前回は建築CAD部品向け新フォーマットの用件として、パラメトリック変形というものがあることをご紹介しましたが、今回は具体的にどのようにShadeで実現したのかをご紹介したいと思います。 まず最初にパラメトリック変形を次の2種類に分解して考えることにしました。

  1. 基本的な形状はそのままに特定部分が伸縮する数値パラメトリック
  2. 形状のデザインそのものが大きく変化する形状切り替え

一つ目の数値パラメトリックの実現方法を検討していると、伸縮する部分の一端を固定して、もう一端を移動させればよいということに気がつきました。Shadeには旧来からジョイントという形状を移動したり変形させたりする機能を持っています。しかし、ジョイント単体では形状単位でしかコントロールすることができません。そこで、あるスタッフに相談すると「スキンを使えばできるんじゃないですか?」とアイデアをもらうことができました。

そもそもパラメトリック変形って何?っという方も多いと思います。簡単に説明すると、パラメータ(数値などの値)をユーザーが指定するとそれに応じて形状が変形する機能です。住宅に使われる建築部材や設備機器は、サイズや組み合わせが非常に多くあり、これらを一つずつ部品として製作しようとすると膨大な量が必要となってしまい現実的ではありません。

このスキンという機能は、名前が示すようにキャラクターの関節などをジョイントを使って滑らかに変形させることを主な目的としており、頂点ごとにジョイントによる影響の度合いを設定することができます。この機能を応用して図のように直線移動ジョイントを作成し、固定する側の頂点のスキン設定を0.00、移動する側を1.00とします。そしてジョイント値を変化させてみると、見事に形状を伸縮させることができました。

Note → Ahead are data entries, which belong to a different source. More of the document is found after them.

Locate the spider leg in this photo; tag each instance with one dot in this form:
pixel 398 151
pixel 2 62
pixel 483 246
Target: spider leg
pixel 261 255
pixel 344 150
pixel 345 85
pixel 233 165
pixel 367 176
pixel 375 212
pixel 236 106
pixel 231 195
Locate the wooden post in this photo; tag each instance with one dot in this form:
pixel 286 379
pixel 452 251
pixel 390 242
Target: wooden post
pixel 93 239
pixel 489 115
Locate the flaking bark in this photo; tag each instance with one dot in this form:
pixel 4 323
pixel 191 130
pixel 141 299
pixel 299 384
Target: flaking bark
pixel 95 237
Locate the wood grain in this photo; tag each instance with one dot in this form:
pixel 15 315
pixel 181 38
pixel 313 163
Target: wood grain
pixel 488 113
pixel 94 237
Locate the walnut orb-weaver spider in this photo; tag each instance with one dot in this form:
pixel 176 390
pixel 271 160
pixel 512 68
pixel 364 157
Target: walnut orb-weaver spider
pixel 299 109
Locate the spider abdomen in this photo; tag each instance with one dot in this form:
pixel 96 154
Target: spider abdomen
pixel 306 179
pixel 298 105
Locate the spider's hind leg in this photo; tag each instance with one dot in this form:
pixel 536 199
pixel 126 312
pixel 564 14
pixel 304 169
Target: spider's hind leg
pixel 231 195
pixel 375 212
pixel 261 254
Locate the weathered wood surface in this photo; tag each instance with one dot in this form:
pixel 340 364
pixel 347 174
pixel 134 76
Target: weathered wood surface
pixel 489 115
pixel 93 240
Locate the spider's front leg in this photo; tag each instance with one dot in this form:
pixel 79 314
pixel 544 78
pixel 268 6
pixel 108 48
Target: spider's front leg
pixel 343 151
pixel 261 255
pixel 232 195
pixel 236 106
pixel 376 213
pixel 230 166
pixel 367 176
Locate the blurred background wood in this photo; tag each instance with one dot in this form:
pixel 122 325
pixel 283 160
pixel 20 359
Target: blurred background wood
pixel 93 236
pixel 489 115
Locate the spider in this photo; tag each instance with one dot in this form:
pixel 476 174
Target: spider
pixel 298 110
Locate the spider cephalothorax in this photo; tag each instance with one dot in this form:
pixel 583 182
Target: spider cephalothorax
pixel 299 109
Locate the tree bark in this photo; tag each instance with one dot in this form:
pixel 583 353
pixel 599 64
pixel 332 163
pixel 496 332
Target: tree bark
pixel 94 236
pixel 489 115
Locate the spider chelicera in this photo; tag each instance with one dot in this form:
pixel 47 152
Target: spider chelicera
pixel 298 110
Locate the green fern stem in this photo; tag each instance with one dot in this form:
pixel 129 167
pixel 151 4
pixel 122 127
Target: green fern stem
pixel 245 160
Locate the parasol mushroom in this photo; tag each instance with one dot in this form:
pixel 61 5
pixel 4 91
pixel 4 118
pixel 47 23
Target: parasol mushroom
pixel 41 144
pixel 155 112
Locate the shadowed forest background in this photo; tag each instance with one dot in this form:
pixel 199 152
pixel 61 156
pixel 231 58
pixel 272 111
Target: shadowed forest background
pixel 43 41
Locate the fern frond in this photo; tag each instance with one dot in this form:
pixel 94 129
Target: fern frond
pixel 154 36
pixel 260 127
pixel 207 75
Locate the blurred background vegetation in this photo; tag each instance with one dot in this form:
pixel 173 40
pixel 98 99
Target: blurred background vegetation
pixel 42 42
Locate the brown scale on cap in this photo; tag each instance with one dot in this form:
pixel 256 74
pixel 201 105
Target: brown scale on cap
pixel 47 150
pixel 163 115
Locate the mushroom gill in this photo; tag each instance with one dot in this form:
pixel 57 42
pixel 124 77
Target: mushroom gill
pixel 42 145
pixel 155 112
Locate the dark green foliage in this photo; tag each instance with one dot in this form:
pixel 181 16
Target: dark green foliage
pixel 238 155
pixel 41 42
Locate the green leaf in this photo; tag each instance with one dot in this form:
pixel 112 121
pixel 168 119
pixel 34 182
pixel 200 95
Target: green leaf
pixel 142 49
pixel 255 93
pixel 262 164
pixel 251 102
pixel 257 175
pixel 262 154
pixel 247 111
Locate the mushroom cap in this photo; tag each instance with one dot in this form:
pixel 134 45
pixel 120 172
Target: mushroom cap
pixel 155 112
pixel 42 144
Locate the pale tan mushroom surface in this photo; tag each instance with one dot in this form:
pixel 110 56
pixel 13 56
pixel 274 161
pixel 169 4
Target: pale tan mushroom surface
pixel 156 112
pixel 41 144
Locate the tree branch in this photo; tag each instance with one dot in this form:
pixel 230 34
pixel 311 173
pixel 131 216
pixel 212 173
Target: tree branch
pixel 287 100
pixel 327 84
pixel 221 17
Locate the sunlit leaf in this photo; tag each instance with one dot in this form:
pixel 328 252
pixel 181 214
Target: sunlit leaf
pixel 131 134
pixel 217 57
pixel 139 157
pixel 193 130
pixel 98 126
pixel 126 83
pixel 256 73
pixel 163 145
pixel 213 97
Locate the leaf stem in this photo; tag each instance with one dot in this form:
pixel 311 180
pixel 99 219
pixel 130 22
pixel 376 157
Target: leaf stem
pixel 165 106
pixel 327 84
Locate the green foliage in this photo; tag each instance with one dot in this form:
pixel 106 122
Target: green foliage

スキン機能は、複数のジョイントを合成させることもできるため、幅、高さ、奥行などのジョイントを組み合わせることで更に複雑なパラメトリック変形が可能となります。

パラメトリック変形の実現

次は二つ目の形状切り換えについてです。例えばドアの取っ手のデザインをパラメータで複数のタイプから選択するといったケースがこの種の変形です。ただ、この課題を検討している段階では、Shadeにはこれを実現する仕組みが見つかりませんでした。そこで搭載されたのが、Shade 10の新機能の一つである「スイッチジョイント」です。スイッチジョイントの中に複数の形状を入れることで、順番に切り換えるというシンプルなものですが、SPEEDフォーマットを実現する上で既に必要不可欠なものとなっています。

このように2種類のパラメトリック変形の実現方法が見つかったことで、SPEEDフォーマットの仕様検討が一気に加速することになりました。